The original Transformer model is made of both encoder and decoder, where each forms a separate stack. This architecture fits well with its primary application – machine translation. The authors of the 2017 paper showed that most competitive neural sequence transduction models have an encoder-decoder structure, where the encoder maps the input sequence of symbol representations to a sequence of continuous representations, after which the decoder stack generates an output sequence of symbols one element at a time. The model is autoregressive at each step, meaning it consumes the previously generated symbols as additional input when generating the next. Transformers, while following this overall architecture, use stacked self-attention and fully connected, point-wise layers for encoder and decoder.
The newly attention mechanism introduced in Transformer meant that a user no longer needs to encode the full source sentence into a fixed-length vector. Instead, the decoder ‘attends’ to different parts of the source sentence at each step of output generation. The model learns what to attend to based on the input sentence and what it has output so far.
Subsequently, researchers from Google Brain published a paper titled – Generating Wikipedia by Summarising Long Sequences. The study proposed another arrangement of transformer blocks for language modelling. This model omitted the encoder block. For this research, the team introduced a new decoder-only sequence transduction model for the abstractive stage. They demonstrated that the model is capable of handling very long input-output examples. This model outperformed traditional encoder-decoder architectures on long sequences, allowing the team to condition on many reference documents and generate coherent and informative Wikipedia articles.
What performs better
As discussed above, large pertained transformer language models exhibit zero-shot generalisation. However, the architectures and the pretraining objectives used across the different state of the art models differ significantly. In a paper titled ‘What Language Model Architecture and Pretraining Objective Work Best for Zero-Shot Generalization?’, the authors presented a large-scale evaluation of modelling choices and their impact on zero-shot generalisation. They focused on text-to-text models and experimented with three model architectures – causal decoder only, non-causal decoder only, and encoder-decoder model.
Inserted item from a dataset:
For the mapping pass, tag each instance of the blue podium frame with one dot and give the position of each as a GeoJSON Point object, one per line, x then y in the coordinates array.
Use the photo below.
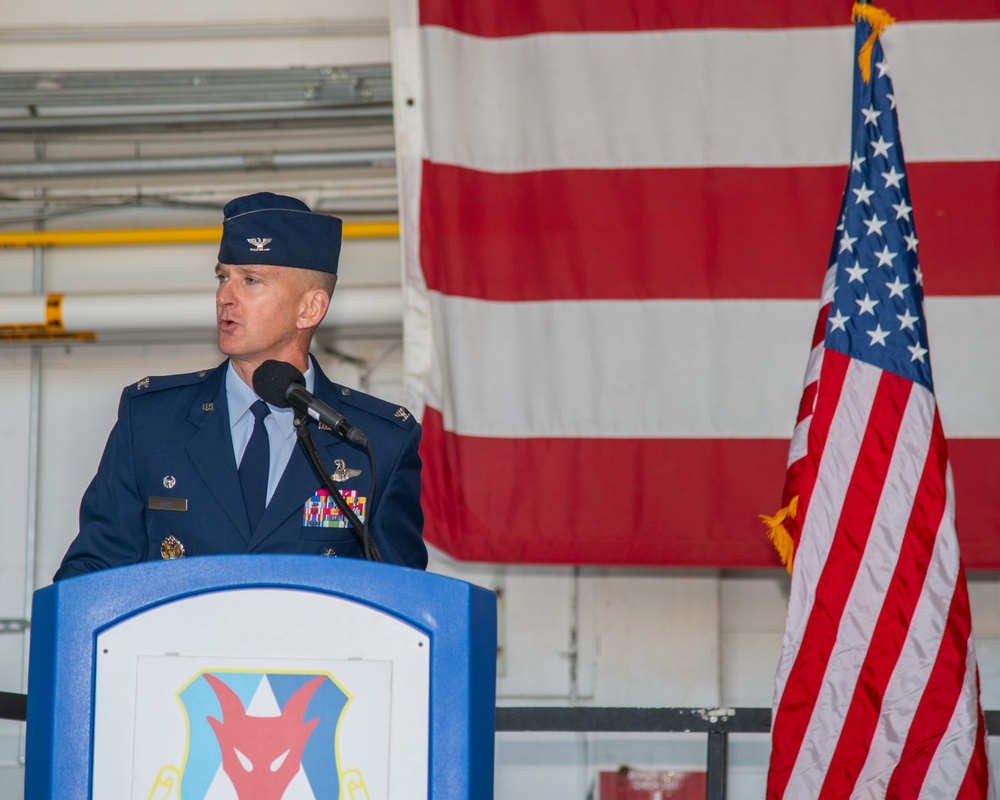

These models were trained with two different pretraining objectives – autoregressive and masked language modelling and evaluated with and without multitasking prompted finetuning.
Their experiment showed that causal decoder-only models that were trained on an autoregressive language modelling objective demonstrate the best zero-shot generalisation for purely unsupervised pretraining. They found that using autoregressive language modelling as a downstream task, a pretrained non-causal decoder model can be adapted to a performant generative causal decoder model. They also showed that the pretrained causal decoder model could be adapted to the non-causal decoder model.